To see if the proportion of amount paid to amount charged is different by MDC grouping we perform a scatter plot and find that the relationship is quite linear.
df_top %>%
ggplot(aes(x= total_charges, y=total_paid)) +
geom_point() +
xlab("Total charged to Medicare ($)") +
ylab("Total paid by Medicare ($)") +
ggtitle("Charges versus payments for Medicare by MDC") +
coord_flip()
This above chart is fascinating.

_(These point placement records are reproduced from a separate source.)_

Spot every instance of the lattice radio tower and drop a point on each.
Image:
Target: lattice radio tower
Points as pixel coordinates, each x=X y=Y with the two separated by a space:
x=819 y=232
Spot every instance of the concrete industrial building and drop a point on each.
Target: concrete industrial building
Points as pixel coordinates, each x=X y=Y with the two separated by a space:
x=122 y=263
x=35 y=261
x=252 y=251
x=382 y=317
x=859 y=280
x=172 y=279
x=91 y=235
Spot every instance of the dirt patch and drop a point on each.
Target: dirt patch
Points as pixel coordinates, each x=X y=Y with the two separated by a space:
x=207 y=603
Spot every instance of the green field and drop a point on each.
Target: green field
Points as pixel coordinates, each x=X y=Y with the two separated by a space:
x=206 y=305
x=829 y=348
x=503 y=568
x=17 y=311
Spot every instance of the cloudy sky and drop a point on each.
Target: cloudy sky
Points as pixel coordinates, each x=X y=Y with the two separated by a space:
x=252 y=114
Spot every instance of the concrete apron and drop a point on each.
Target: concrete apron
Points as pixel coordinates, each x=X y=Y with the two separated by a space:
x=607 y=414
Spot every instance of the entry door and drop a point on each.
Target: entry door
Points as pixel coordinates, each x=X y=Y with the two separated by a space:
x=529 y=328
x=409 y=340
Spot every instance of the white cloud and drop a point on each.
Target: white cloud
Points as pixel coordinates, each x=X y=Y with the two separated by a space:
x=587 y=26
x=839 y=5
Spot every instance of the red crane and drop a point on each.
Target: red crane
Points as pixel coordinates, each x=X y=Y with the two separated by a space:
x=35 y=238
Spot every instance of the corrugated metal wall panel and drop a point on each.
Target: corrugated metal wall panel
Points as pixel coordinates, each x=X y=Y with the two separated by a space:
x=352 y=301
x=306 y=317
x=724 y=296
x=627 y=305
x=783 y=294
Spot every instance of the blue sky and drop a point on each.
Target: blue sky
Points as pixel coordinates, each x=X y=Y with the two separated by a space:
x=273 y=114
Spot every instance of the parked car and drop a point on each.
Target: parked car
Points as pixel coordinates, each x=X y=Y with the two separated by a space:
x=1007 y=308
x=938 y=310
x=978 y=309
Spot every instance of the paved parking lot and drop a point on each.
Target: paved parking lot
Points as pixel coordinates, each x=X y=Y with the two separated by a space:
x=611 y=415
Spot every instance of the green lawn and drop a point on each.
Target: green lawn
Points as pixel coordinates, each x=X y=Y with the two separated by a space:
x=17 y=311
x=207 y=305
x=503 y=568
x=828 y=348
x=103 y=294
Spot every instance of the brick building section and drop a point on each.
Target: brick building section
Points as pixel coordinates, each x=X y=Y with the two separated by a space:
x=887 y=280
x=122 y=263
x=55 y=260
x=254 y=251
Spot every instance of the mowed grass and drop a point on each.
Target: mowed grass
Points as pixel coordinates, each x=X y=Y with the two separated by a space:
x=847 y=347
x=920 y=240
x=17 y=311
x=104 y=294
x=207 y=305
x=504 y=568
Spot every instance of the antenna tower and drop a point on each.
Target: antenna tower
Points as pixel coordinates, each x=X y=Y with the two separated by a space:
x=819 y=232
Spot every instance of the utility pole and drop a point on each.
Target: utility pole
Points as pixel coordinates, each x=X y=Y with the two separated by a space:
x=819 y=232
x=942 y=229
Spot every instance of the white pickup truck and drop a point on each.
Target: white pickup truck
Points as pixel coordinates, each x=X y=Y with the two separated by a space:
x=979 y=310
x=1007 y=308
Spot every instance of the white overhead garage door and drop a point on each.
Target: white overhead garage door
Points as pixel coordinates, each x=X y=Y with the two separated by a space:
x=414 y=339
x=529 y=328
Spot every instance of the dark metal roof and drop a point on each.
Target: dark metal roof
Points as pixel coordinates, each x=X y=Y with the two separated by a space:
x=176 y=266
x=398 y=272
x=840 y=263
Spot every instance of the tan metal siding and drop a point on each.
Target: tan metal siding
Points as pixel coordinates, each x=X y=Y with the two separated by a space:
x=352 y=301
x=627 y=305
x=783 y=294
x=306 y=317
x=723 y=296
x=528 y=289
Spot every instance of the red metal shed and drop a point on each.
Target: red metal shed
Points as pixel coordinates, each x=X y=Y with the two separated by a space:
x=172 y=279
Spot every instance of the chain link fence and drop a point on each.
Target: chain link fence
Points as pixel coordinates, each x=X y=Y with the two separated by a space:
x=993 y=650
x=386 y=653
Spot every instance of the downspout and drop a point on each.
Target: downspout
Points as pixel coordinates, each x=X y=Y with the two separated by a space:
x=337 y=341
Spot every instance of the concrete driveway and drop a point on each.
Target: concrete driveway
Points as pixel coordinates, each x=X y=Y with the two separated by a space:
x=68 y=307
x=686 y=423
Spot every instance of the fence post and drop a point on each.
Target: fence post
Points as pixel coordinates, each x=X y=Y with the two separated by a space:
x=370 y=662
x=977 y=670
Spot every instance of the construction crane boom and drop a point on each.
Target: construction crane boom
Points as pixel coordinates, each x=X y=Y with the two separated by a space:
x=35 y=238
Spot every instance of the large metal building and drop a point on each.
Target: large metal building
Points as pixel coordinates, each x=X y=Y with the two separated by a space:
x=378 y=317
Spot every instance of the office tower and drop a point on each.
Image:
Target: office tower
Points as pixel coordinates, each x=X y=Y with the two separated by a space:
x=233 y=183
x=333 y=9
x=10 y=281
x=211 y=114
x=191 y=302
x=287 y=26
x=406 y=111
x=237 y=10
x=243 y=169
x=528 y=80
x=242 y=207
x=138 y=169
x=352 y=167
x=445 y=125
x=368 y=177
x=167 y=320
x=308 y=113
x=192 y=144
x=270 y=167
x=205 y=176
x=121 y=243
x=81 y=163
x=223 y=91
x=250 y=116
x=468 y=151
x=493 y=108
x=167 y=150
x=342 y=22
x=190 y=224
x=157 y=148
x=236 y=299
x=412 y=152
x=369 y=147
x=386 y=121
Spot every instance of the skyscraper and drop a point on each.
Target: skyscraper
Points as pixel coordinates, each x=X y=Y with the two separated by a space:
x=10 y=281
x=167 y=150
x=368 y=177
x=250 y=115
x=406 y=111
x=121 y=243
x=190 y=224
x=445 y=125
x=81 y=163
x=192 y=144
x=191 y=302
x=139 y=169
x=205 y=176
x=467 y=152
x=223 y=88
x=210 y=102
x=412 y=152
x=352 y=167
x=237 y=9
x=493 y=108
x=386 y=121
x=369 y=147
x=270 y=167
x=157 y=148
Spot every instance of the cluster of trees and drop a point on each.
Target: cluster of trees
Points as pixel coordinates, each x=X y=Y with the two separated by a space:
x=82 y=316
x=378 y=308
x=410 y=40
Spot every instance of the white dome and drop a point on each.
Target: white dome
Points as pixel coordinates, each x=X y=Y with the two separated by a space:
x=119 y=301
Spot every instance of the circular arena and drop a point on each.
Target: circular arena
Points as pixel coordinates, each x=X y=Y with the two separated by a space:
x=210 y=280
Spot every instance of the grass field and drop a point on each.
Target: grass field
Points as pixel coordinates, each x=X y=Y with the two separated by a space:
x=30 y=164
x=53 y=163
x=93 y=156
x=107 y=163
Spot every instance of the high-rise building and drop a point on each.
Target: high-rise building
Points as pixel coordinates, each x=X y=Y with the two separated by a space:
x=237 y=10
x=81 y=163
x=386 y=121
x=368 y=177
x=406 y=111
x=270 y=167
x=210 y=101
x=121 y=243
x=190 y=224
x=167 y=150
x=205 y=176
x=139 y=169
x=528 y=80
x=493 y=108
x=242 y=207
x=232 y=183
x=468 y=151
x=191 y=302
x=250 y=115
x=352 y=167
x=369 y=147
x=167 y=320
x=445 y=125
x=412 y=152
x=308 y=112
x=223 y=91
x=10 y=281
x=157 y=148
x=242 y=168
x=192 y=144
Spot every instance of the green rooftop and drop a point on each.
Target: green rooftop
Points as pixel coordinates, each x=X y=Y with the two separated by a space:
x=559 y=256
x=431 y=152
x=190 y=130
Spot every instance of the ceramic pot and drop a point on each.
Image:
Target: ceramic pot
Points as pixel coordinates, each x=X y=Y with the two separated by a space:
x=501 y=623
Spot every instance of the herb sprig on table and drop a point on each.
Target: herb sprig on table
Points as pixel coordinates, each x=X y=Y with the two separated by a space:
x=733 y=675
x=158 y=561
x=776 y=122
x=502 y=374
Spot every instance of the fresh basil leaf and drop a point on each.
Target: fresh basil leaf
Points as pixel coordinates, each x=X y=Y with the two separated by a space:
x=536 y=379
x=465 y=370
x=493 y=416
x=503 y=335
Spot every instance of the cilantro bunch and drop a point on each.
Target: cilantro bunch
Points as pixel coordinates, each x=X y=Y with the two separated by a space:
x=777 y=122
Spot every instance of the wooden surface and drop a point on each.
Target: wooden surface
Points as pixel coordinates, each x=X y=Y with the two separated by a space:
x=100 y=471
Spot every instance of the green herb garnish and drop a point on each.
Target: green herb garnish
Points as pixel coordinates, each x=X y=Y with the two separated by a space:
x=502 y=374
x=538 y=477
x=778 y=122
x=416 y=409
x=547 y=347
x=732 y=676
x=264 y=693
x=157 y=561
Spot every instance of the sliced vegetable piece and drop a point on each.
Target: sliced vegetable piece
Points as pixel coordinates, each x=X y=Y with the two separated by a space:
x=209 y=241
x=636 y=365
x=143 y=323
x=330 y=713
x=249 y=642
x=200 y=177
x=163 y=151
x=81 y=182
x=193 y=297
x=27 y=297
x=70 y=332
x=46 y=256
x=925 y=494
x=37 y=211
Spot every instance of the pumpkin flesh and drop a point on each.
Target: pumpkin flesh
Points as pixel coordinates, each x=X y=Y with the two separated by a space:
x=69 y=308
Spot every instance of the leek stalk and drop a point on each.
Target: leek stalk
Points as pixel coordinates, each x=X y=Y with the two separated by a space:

This means that the proportion paid to the providers is quite similar across all MDCs.
When we normalize against the total amount billed to Medicare, the results show a more holistic picture. The Circulatory System accounts for a quarter of all billing to Medicare!
df_new <- df %>% mutate(total_charges = Average.Covered.Charges*Total.Discharges)
total_medicare <- sum(df_new$total_charges)
df_top <- df %>%
mutate(total_charges = Average.Covered.Charges*Total.Discharges) %>%
group_by(MDC_desc) %>%
summarise(total_charges=sum(total_charges)/total_medicare) %>%
top_n(10, total_charges) %>% arrange(desc(total_charges))
knitr::kable(df_top)
| MDC_desc | total_charges |
|---|---|
| Diseases and Disorders of the Circulatory System | 0.2498197 |
| Diseases and Disorders of the Musculoskeletal System And Connective Tissue | 0.1638359 |
| Diseases and Disorders of the Respiratory System | 0.1234230 |
| Infectious and Parasitic DDs (Systemic or unspecified sites) | 0.1192620 |
| Diseases and Disorders of the Digestive System | 0.0873794 |
| Diseases and Disorders of the Nervous System | 0.0629258 |
| Diseases and Disorders of the Kidney And Urinary Tract | 0.0593025 |
| Transplants | 0.0358737 |
| Diseases and Disorders of the Endocrine, Nutritional And Metabolic System | 0.0202555 |
| Diseases and Disorders of the Hepatobiliary System And Pancreas | 0.0176295 |
df_top %>% ggplot(aes(x=reorder(MDC_desc, total_charges), y=total_charges)) +
geom_bar(stat='identity') +
xlab("MDC description") +
ylab("% of total Medicare amount billed") +
theme(axis.text = element_text(size = 8), axis.text.x = element_text(angle = 90)) +
ggtitle("Most expensive MDC groupings") +
coord_flip()
To further analyze the proportion of payments to total charges, we will use a scatter plot again.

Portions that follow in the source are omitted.